Runge schäumte und schwor der Themen- und Formenstrenge des Klassizismus ab. "Wir sind keine Griechen, können also auch nicht fühlen wie sie", sagte er jetzt. Kunst solle autonom sein und nicht am abzubildenden Gegenstand kleben.
Solche Ideen lesen sich fast wie ein konstruktivistisches Manifest, und für damalige Verhältnisse waren sie in der Tat revolutionär. Und Runge malte: keine antiken Mythen, sondern einen Mikrokosmos aus eigenen Symbolen. Seine Bilder strotzen vor Blumen, Genien - geflügelten Schutzgeistern - und fast anthroposophischen Farbskalen.
Dass seine Motive weit weniger verständlich waren als die von ihm geschmähte Antike, dass Zeitgenossen das Hermetische kritisierten: Es berührte ihn nicht. Auch dass er für seinen "Kleinen Morgen" Aurora als Göttin der Morgenröte verwandte und explizit auf die griechische Antike zurückgriff, rechtfertigte er nie. Er bezeichnete sie vielmehr mal als römische Venus, mal als christliche Maria und platzierte sie neben einem Baby, das für Christi Geburt stand. Denn seine Religiosität war keine christliche. Runge zielte auf etwas universell Göttliches, mithin auf ein flexibles, ja "tolerantes" Gemisch.

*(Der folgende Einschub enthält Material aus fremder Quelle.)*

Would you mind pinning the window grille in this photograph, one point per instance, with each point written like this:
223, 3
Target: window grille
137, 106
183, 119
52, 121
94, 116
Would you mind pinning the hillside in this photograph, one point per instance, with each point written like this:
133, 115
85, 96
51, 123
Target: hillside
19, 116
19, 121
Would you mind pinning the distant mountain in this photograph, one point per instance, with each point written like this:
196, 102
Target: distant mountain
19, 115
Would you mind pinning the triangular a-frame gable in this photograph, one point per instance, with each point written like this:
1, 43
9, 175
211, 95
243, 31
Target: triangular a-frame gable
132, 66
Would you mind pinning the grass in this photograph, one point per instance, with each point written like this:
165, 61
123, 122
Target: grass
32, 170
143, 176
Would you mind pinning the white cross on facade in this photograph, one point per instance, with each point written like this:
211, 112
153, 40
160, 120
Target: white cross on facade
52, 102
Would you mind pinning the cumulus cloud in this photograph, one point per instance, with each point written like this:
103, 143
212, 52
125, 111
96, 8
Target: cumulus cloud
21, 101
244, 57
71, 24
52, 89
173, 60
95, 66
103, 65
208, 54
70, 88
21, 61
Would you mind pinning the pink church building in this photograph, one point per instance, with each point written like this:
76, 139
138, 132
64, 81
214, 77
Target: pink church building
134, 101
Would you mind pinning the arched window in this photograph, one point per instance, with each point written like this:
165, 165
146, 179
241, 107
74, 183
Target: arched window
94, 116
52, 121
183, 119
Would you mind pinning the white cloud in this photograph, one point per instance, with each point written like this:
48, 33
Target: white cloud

Das war schwerer Stoff, aber Runge glaubte die Betrachter zur Erkenntnis verführen können, waren doch die meisten Szenen seiner "Morgen"-Bilder zunächst als Raumdekorationen konzipiert. Über die Details, die doch Ausdruck des Göttlichen seien, hoffe er die Menschen zu gewinnen, hat Runge gesagt. Und tat damit letztlich das, was er am Klassizismus kritisierte: Er illustrierte - seinen eigenen Kosmos.

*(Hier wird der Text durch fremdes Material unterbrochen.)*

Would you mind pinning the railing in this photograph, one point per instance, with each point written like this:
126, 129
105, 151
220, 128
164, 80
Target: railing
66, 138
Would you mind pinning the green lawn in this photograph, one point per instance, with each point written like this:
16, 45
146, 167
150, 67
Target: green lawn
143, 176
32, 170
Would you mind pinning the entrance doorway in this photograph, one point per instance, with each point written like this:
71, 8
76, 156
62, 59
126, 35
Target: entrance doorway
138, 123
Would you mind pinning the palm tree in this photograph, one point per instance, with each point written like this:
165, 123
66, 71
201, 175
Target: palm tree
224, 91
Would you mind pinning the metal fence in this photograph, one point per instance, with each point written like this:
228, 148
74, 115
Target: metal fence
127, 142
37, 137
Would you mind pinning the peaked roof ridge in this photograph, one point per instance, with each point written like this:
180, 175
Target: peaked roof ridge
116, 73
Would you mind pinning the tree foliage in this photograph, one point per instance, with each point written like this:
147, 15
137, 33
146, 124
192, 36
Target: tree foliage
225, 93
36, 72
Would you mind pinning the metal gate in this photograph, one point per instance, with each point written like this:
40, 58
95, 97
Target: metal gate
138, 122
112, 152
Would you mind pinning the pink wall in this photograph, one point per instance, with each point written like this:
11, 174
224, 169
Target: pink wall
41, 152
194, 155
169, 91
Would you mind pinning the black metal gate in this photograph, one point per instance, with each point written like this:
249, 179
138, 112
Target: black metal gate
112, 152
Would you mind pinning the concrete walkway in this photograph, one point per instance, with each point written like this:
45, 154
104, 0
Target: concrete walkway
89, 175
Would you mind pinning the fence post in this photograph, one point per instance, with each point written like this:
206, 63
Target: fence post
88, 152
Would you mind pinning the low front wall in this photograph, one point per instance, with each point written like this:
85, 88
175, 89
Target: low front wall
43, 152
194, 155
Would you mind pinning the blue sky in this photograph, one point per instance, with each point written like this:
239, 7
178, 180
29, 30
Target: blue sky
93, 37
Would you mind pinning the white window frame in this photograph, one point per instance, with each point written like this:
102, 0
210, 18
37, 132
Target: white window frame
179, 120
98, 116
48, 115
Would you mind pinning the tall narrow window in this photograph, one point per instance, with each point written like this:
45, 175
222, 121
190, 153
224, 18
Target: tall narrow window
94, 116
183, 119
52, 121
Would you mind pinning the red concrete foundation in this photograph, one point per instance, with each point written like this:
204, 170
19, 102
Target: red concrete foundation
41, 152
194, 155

Merkwürdig formal sind dabei seine Ornamente, distanziert bleiben häufig seine Porträts: Selbst das Bild der "Hülsenbeckschen Kinder" zeigt eher kindliche Entwicklungsstufen als Individuen. Er war und blieb eben Theoretiker, der sich auch der Verfremdung bediente: Der gemalte Rahmen der "Lehrstunde der Nachtigall" etwa ist derart haptisch und vom Innenbild getrennt, dass man schlicht nicht entscheiden kann, welches Bild wichtiger ist.

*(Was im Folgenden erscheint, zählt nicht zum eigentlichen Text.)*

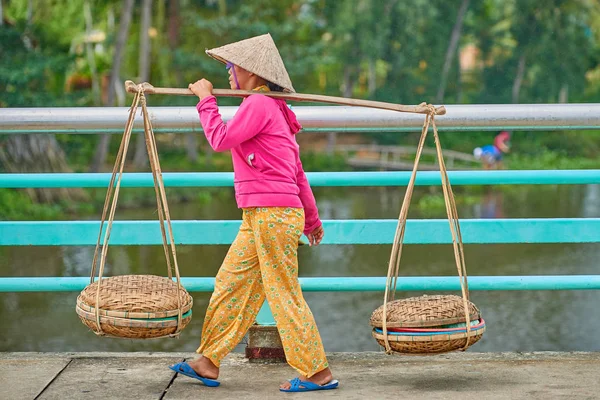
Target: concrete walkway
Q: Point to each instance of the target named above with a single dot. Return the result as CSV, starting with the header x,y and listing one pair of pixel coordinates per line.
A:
x,y
143,376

Aber auch wenn die Dame auf dem Gemälde die Züge seiner späteren Ehefrau Pauline trägt: Runges Bilder bleiben oft statisch, die Figuren distanziert. Er ist Frühromantiker, mithin ein Vorläufer der "empfindsamen" Romantik eines Caspar David Friedrich, der Runge um 30 Jahre überlebte.
Sieht man die beiden norddeutschen Maler zusammen, die Kunsthallen-Direktor Alfred Lichtwark um 1900 wieder entdeckte, schärft sich Runges Profil: Zwar war er es, der die Romantik theoretisch unterfütterte. Doch er blieb ein Kind des Klassizismus und wollte eher den Intellekt anregen als das Gefühl.
Vielleicht wäre es interessant, beide tatsächlich nebeneinander zu stellen, den einen als Vollender des anderen zu sehen. Denn der 33-jährig verstorbene Runge hinterließ nicht nur ein unvollendetes Gesamtwerk. Auch sein letztes Bild, der "Große Morgen", erhielt sich nur als Fragment. Ein Nachfahr hat die Figuren ausgeschnitten und die Einzelblätter um 1890 der Hamburger Kunsthalle geschenkt.
Die setzte die Blätter auf grauen Grund und präsentiert sie seither als eine Art Collage. Sie spiegelt nicht nur die Zweifel Runges, der das Bild eigentlich vernichten wollte. Sie offenbart auch, einem Vermächtnis gleich, Runges Spiel mit der Illusion.
Dass diese Ausstellung - die erste große Retrospektive sei 30 Jahren - jetzt in Hamburg gezeigt wird, ist in mehrfacher Hinsicht erfreulich: Nicht nur, dass die klamme Kunsthalle, die den Großteil des Rungeschen Werks besitzt, eine so hochkarätige Schau preiswert aus eigenen Beständen bestücken konnte.
Sie hat es auch gewagt, einen sperrigen, erfrischend ambivalenten Künstler zu zeigen, der mit der grassierenden Eventkultur wenig zu tun hat: Einerseits zeigt sie einen Provokateur, der mit dem Antike-Hype des Klassizismus bricht. Andererseits einen kompositorisch und formal überstrengen Maler, der nur eine Deutung zulässt. Sie zu ergründen kostet Mühe. Ein erfreulich anstrengende Angelegenheit.